Göğe değen zeytin agacı

Göğe değen zeytin agacı.
Göğe değen zeytin agacı.

E biz buralıyız, bu yerliyiz. Roma’yı ve Atina’yı da buralardan rasat edip seyrederiz. Ha onlar da bizi gözlerler elbet. Ve biz buradan, bu yerden yazarız şiirleri… Bizim şiirlerimiz güzel. Yalnız ve şerh’en, ruhu bulursa şiirin manası açığa vuruyor.

Melih, caminin avlusunda bir iskemlede oturuyordu. “Bağdatlııı! Gel gel!
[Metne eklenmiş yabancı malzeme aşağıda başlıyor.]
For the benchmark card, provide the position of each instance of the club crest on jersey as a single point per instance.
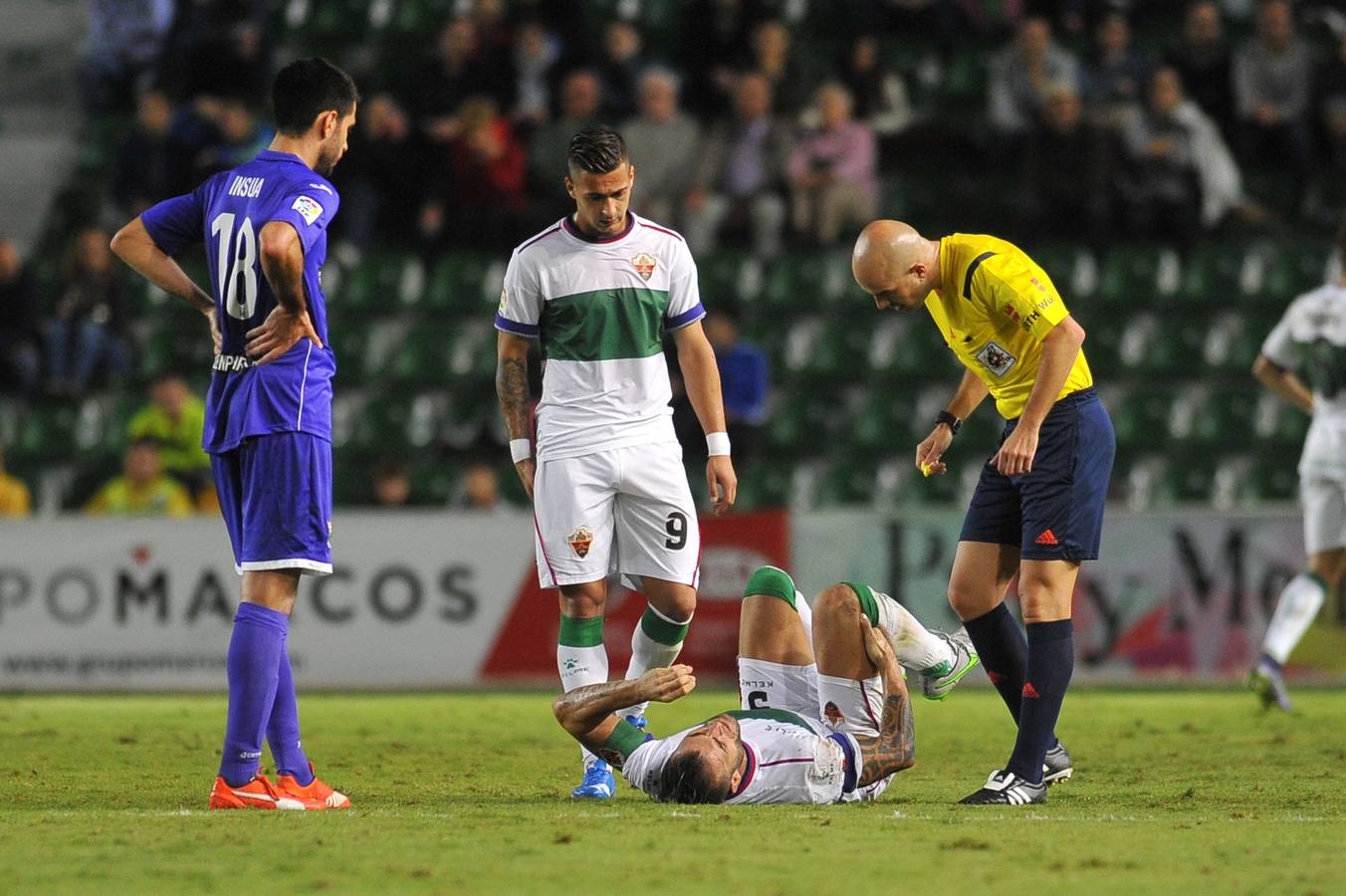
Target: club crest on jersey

Çay ısmarlayayım!” diye bağırdı caminin önündeki meydanda yürüyen arkadaşını gördüğünde. ‘Bağdatlı’, Halid’in lakabıydı. Halid’in dedeleri Bağdat’tan bu tarafa göçmüştü evvel zaman içinde. Halid de asabiyesini inkâr etmekten sakınmış ve çıkmamıştı ahir zamanın sirk avlusuna. “Vay! Melikşah!” diye karşılık verdi Halid. Melih’in yanına gelip oturdu. Melih de Karamanlı bir ailenin oğluydu. Dedelerinin dedeleri, malûm olan sergüzeşte göre Semerkand tarafından gelmişti memlekete.
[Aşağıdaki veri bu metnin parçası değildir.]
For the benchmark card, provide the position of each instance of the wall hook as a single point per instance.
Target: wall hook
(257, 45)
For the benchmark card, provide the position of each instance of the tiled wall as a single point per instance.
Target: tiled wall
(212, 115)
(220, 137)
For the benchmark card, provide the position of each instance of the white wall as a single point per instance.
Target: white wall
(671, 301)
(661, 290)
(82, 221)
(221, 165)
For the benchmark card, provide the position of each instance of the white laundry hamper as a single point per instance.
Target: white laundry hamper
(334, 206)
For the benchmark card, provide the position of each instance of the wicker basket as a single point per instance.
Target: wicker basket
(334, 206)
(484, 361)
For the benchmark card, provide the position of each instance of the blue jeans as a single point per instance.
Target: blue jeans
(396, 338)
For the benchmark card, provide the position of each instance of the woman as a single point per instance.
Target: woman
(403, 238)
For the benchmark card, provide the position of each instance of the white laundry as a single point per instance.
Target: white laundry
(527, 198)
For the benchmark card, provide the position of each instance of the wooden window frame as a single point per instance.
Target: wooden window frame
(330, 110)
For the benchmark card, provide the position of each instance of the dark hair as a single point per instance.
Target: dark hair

“Şairlerin cirit attığı bir meydan kurulur tahayyül şehrimde” deyip selam verdi Halid.

Melih “Aleykümselam, sen de o meydanda bir şair gibi söyledin maşallah Bağdatlı! Şiraz’a da mı uğradın?” diye sordu. “Yo. Hiç gitmedim. Ancak Maraş’ı biliyorum!” diye tebessümle cevap verdi Halid. “Tahayyül dedin be adam! Maraş’tan güzel destan mı var tabi!” diye kuvvetlendirdi Melih.
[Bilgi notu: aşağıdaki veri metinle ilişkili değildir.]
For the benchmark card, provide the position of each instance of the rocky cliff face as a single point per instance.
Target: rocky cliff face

Halid“Zarifoğlu’nun bir şiirini okumuştum üniversite çağlarımda: ‘Artist milletizdir. Bizde defaten ölünür’ Çok etkilenmiştim. Dalları göğe değen zeytin ağacı sanki hikmetli söz! Bak, zahirle mündemiç olan batın halime: Burada ölüyorum, şairlerin şehrinde doğuyorum. Sonra tekrar ölüyorum, burada yeniden doğuyorum. Hepsi bu bankta, şu kentte oluyor” diye içlendi.

Melih coşkuyla bağırdı: “Allahuekber!” devam etti: “Yoldan çevirdim, şu iskemlede misafirimsin, dostum Halid. Ama kusura bakmazsan kalkalım, gel şuradan yukarı çıkalım da gezelim bir Roma’yı, Atina’yı!”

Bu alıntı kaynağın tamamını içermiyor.